Within 24 hours of bringing the pots inside, the tops had taken on some green and seemed much happier. The plants were moved to a table in a west facing window to bask in the sunshine that had just arrived, as if on cue. Little by little, the malleable crocus sprouts were eased apart and straightened out.
While it might be too early to garden outside, I am getting my garden fix by monitoring the rapid progress of the potted bulbs — they had doubled in size and vigour within three days of bringing them indoors. Within just a week, the crocus were showing a little colour, but there was a little hitch in my plan.
We were heading out of town for a few days, just as the crocus were coming into flower. I didn’t want them in full bloom while I was away, could I possibly slow them down? Garden-grown spring bulbs slow down and even close up tight on cool days and then speed up their blooming on warm sunny days.
The pots were moved to a shelf below the garage window, where it would be bright but cool, while we were away. The pots were brought back inside on our return, and by the following morning, the first crocus flowers began to open. At this point, the tulips had already developed green flower buds, and within 48 hours they also came into flower.
Just two weeks from unwrapping the pots to full bloom — that’s a real success story in my books. What a treat to be photographing and enjoying homegrown bulbs during this week’s blast of winter weather.
Once the bulbs have finished flowering, they will be planted outside in a quiet spot in the back garden to gather strength and possibly bloom again next year.

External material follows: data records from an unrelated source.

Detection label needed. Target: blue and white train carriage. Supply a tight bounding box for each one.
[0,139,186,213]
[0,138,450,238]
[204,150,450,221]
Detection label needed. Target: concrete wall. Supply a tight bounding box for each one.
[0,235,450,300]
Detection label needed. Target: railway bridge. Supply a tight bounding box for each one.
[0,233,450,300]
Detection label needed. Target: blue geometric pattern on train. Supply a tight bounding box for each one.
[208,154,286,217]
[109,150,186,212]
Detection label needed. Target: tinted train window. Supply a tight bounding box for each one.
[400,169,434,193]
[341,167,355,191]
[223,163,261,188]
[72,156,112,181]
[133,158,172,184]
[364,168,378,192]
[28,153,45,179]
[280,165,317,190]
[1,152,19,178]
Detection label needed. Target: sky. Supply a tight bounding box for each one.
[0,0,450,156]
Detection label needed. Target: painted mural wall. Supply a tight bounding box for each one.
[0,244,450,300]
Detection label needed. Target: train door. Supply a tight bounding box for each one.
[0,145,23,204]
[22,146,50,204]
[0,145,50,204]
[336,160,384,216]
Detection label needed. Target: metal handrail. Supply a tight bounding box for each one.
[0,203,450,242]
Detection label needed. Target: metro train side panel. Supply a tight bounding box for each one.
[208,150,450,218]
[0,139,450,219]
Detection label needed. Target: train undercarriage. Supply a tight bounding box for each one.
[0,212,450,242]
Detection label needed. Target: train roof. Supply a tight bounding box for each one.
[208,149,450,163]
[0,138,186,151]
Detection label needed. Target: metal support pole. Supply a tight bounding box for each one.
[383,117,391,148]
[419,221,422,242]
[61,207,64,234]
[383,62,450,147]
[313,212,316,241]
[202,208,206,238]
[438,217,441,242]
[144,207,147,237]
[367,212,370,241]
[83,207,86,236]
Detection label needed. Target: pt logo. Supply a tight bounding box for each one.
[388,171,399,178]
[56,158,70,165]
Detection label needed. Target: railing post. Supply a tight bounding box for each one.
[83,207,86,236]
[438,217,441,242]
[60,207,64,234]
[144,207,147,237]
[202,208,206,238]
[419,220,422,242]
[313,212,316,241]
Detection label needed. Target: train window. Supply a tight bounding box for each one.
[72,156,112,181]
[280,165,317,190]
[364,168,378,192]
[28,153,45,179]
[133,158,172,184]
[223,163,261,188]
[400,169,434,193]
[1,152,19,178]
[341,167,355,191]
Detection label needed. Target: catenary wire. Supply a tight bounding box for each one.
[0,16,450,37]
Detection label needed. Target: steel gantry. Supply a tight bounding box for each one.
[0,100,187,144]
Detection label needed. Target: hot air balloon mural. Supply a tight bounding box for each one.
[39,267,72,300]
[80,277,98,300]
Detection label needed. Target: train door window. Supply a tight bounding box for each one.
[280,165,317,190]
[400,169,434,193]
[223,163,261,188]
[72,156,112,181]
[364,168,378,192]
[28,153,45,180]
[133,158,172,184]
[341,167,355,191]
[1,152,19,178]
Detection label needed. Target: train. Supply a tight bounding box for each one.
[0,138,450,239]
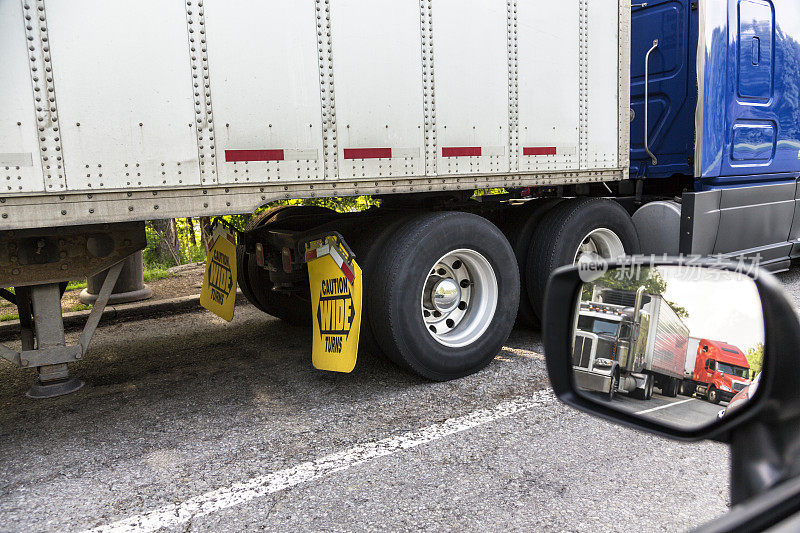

You may have noticed two potted amaryllis bulbs in today’s picture of my spring garden table. While they may not be blooming just yet, I’m pleased as punch with their progress.
Last summer, several pots of amaryllis bulbs (from my winter collection) were lined up along the fence, in a spot that receives several hours of sunlight each day. The pots were virtually out of sight, but near my David Austin roses, so this bed received regular watering and feeding. The hidden amaryllis received the same attention as the roses. When the nights started to turn cool, the amaryllis were moved into the greenhouse.
After a summer of TLC, the amaryllis foliage was thick and glossy. Three of the plants had all developed several new leaves. One smallish bulb seemed to be struggling, it had only put out two new leaves.
By mid-October I stopped watering the pots to encourage the plants to go dormant. In early November the amaryllis were brought inside, pot and all, and set in the wine cellar.
By early December, the dried leaves were pulled away from the bulbs and the pots were placed in large paper grocery bags, with the tops rolled tight. I had heard that storing the bulbs in brown paper bags and leaving them alone until the buds started to swell, was the secret to getting amaryllis to rebloom.
In mid-February I moved the amaryllis out of the cold cellar and into the heated basement. I left the bags closed for the first week, then I noticed a green bud on one of the bulbs — it was coming back to life. I watered the pot and moved this plant up into the window. Within a week or so, the other three bulbs followed suit.
The smallest and least promising of the bulbs, which almost went to the compost pile, quickly produced two buds, as if to thank me for sparing its life last fall. Lesson learned: never give up.